Şimdi her şey “okudun ama cevap vermedin” düzeyinde ölçülüyor.
Güven, artık duygusal değil; dijital bir mesele haline geldi.
Birine güvenmek, risk almaktır.
Ama modern çağda risk almak yerine, “garanti” istiyoruz.
Mesajlara mavi tik gelmesini, son görülmenin açık kalmasını, konum paylaşılmasını…
Sanki güvenin yerini kontrol aldı.
Ve ironik biçimde, kontrol ettikçe daha da güvensiz oluyoruz.
Belki de mesele başkalarında değil; bizde.
Çünkü insan, kendine güvenmiyorsa başkasına da güvenemez.
Yorgun, kırılmış, hayal kırıklıklarıyla dolu bir kuşak olduk.
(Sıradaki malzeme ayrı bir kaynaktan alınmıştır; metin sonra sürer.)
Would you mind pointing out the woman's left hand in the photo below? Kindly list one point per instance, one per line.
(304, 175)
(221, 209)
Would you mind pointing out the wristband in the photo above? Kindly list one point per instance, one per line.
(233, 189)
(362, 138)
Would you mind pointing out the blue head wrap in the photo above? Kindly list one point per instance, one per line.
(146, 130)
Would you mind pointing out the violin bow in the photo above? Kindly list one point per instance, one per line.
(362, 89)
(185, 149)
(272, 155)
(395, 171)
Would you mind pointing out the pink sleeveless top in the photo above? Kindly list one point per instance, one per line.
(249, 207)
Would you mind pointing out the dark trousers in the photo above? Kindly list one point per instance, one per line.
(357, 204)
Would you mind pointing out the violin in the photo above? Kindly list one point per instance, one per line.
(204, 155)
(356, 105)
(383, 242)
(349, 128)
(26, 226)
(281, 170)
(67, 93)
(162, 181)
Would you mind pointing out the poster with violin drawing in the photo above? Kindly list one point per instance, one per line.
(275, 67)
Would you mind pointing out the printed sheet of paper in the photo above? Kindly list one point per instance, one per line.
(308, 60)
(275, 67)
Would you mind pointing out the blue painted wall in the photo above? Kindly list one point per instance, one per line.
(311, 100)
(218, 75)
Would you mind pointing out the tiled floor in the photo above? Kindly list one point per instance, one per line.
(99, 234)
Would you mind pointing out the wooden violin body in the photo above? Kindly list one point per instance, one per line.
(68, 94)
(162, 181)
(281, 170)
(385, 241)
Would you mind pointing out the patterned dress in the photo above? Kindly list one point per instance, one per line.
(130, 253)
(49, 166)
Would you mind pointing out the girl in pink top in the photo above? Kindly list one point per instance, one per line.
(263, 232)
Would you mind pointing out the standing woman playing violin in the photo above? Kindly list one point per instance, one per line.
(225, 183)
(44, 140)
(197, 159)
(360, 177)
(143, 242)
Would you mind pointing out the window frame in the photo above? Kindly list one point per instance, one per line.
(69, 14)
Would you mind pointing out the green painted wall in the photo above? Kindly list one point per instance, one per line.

Kalplerimiz “şartlı” çalışıyor: “O bana güven verirse, ben de güvenirim.”
Oysa gerçek güven, koşulsuz bir kabuldür — teslimiyet değil ama iç huzuru.
Samimiyet de aynı şekilde kayboldu.
Artık “Nasılsın?” sorusu bile bir selamlaşma kalıbı, cevap beklenmeyen bir cümle.
İnsanlar birbirini tanımıyor, sadece birbirinin paylaşımlarını takip ediyor.
Dostluklar “hikâye” süresi kadar sürüyor.
Ama hâlâ umut var.
Çünkü güven, insanın doğasında var olan bir şey.
Bizi yeniden insana döndürecek olan, ne teknoloji ne de trendler;
birbirimize yeniden inanma cesaretimiz.
Belki de bu çağın en büyük devrimi,
“Yine de güveniyorum” diyebilmek olacak.